American ballplayers who had played in Japan and were familiar with the Japanese game estimate that, at any given time, there
were two or three dozen players in Japan, mostly the pitchers, who had what it took to earn a spot on a big league roster.
There was Yutaka Enatsu, who packed a cruise missile for a fastball and set the single-season Japan strikeout record with
401 in 1968. Choji Murata had a world-class forkball, according to Americans who faced him throughout the ‘70s and ‘80s, while
the entire starting pitching rotation of the Yomiuri Giants in the late ‘80s was deemed by Matt Keough, a former Oakland A’s
pitcher who played for the Hanshin Tigers during that time, as the “best pitching staff in the world, bar none.”

But none of these stars would ever get the chance to follow in Murakami’s footsteps. As a result of the trans-Pacific tiff
over Murakami, the U.S. and Japan commissioners had signed something called the United States–Japanese [sic] Player Contract
Agreement, informally known as the “Working Agreement,” in which both sides pledged to respect each other’s baseball conventions.
Since Japanese owners were very much like MLB owners—titans who ruled with an iron hand and their very own reserve clause—bolting
for the U.S. was not considered an option by the game’s luminaries.

So strong was the grip of the owners that the term “indentured servitude” was perhaps the only way to describe the situation
of the players—as it was with the Americans at the time. But the inability of these athlete-serfs themselves to change the
situation contrasted greatly with what their counterparts across the Pacific would do and pointed out some seemingly basic
differences between the Japanese and American way of doing things.

The baseball reserve clause was an American invention, officially known as Section 10A of the UPC (Uniform Players Contract)
in MLB. Dating back to the 19th century, it essentially bound a player to one team for life by rendering baseball clubs the
rights to their players in perpetuity. Its language went like this: “On or before January 15 … the club may tender to the
Player a contract for the term of that year by mailing the same to the Player. If prior to the March 1 next succeeding said
January 15, the Player and the Club have not agreed upon the terms of such contract, then on or before 10 days after said
March 1, the Club shall have the right to renew this contract for the period of one year.”

The renewal was
automatic.
Thus a player was always separated from freedom by two years: one for the length of the standard contract and one year for
the club’s option on it. It was argued that the club’s option was renewable into perpetuity.

A player dissatisfied with what he was paid could decline to sign his contract and refuse to report to spring training, but
that was about all he could do besides complain to the press about the way he was treated. If the player did not come to terms
by March 1, the owner of the team could fill in whatever salary he liked, up to the maximum allowable cut of 25 percent. The
owner could keep him, sell him, trade him or send him down to the minor leagues. The player could scream until the cows came
home but there wasn’t anything he could do about it. As John Helyar, author of the classic
Lords of the Realm,
put it, “The reserve clause amounted to modern-day slavery.”
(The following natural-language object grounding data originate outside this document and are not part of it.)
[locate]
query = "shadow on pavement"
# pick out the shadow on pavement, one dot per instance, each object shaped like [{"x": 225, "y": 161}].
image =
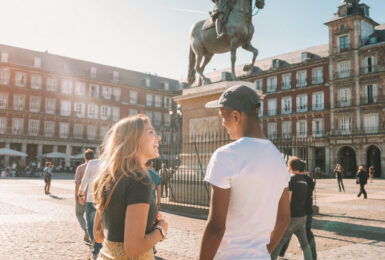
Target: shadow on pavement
[
  {"x": 342, "y": 216},
  {"x": 351, "y": 230}
]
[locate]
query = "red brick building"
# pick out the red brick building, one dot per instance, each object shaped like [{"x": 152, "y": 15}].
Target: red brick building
[
  {"x": 50, "y": 103},
  {"x": 333, "y": 93}
]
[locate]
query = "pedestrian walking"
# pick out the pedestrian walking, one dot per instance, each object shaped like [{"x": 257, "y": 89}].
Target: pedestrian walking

In the U.S., it should have been a violation of the Sherman Anti-Trust Act, passed by Congress in 1890 to control American
business monopolies. However, a U.S. Supreme Court ruling handed down in 1922 exempted baseball from that antitrust law on
the somewhat dubious grounds that the game was not “interstate commerce” and should not be subject to control by the federal
government.

A famous lawsuit filed against Major League Baseball by Curt Flood, an All-Star center fielder employed by St. Louis who refused
to accept a trade in 1970, unsuccessfully tested the reserve clause. Flood claimed that baseball had violated his basic rights
as a citizen, but his argument was ultimately rejected by the Supreme Court in 1972, which said that although the reserve
clause was illogical and inconsistent, it was up to the United States Congress—not the judicial branch of government which
had set the precedent in the first place—to address the matter and legislate accordingly.